“Here is Noemie. Her body shaken to free her animal inside. Her body ran over by an intense flash of electricity. Her body pushed out of control. Her body transformed by the space. Or maybe it is her soul coming out to dance to the next body?” Kaori Ito
A movement in time, a movement transforming time, the sound of the clock playing footsie with sighs, calming down the heartbeat of an incandescent flash. A triple tempo polarized in between germinating sounds, the earthquake of movement, a suspended penumbra. The viewer is dragged in the dreamscape, breathless, while looking to a body becoming a land, shaken by a bolt, liberated through a flash. Noemie mirrors our fears and desires when we observe a thunderstorm and feel one inside of ourselves at the same time. Kaori Ito reflects and is a reflector, creating the means for a reverberating release.
Kaori Ito is a Japanese dancer and choreographer whose polymorphic practice mingles a re-appropriation of her native culture with a training in Western dance, resulting in a unique glossary of interpretations-in-movement. Magnetized by what is intangible and suspended, pivoting around themes such as taboos, the end of the world, death, love and desolation, her performances and productions are imbued by a spirited personality and a distinctive cathartic formula.
Often sprouting from intimate and unprocessed narratives, the embodiment triggered by dance deploys, reverses, expands, annihilates the voids and gaps between mankind and the world.
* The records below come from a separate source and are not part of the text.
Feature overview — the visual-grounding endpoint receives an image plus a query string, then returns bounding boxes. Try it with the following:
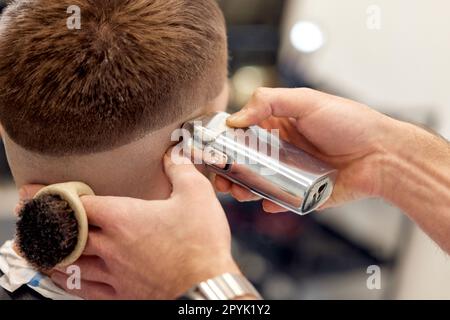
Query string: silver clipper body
[183,112,337,215]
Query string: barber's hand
[216,88,395,212]
[18,152,240,299]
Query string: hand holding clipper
[183,112,337,215]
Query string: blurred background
[0,0,450,299]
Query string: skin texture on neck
[2,86,228,200]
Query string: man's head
[0,0,227,199]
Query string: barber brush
[16,182,94,271]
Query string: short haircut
[0,0,227,156]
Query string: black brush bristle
[16,195,78,270]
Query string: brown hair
[0,0,227,155]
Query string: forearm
[380,122,450,253]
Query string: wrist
[377,120,450,208]
[177,254,242,296]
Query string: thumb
[164,149,214,197]
[227,88,329,128]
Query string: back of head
[0,0,227,156]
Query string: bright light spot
[231,66,267,105]
[291,21,324,53]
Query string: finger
[19,184,45,202]
[83,228,109,258]
[214,175,233,192]
[55,255,111,283]
[51,271,116,300]
[263,200,288,213]
[231,184,261,202]
[164,150,214,197]
[227,88,330,128]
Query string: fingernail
[14,200,24,215]
[227,111,246,124]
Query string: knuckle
[252,87,267,101]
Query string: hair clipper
[183,112,337,215]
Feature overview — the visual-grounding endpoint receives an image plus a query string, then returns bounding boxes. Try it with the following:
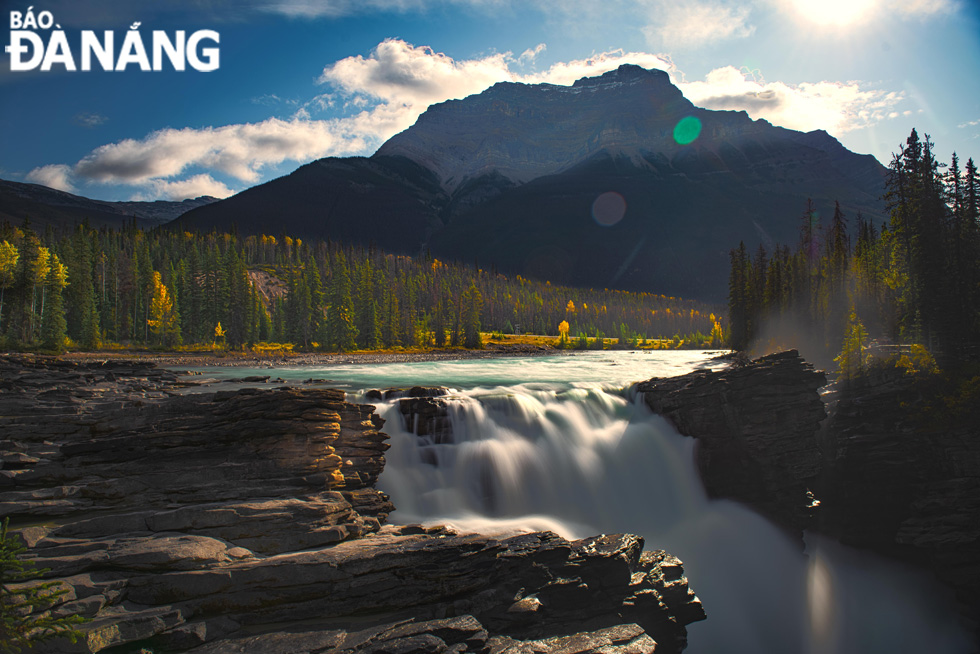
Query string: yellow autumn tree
[558,322,571,347]
[0,241,20,333]
[146,271,181,347]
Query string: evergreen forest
[729,130,980,372]
[0,223,724,352]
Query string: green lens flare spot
[674,116,701,145]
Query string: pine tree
[728,242,749,350]
[327,252,357,352]
[41,254,68,352]
[0,241,20,335]
[462,283,483,350]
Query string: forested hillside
[0,225,723,351]
[729,130,980,370]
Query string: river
[184,351,971,654]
Declared as one of the best young dancers and choreographers at the age of eighteen by Ryouichi Enomoto, Kaori Ito is the founder of the dance company Himé.
Danced by Noemie Ettlin
Filmed by Kaori Ito
Lightning captures us for their sudden draconian luminescence, as embodiments of an often traumatic, yet necessary and natural realignment. When facing a circumstance which is beyond our control, we dive into a temporary narrative vacuum. This interim moment encloses uncontaminated, infinite possibilities of regeneration. Videos become windows through which to look to a thunderstorm.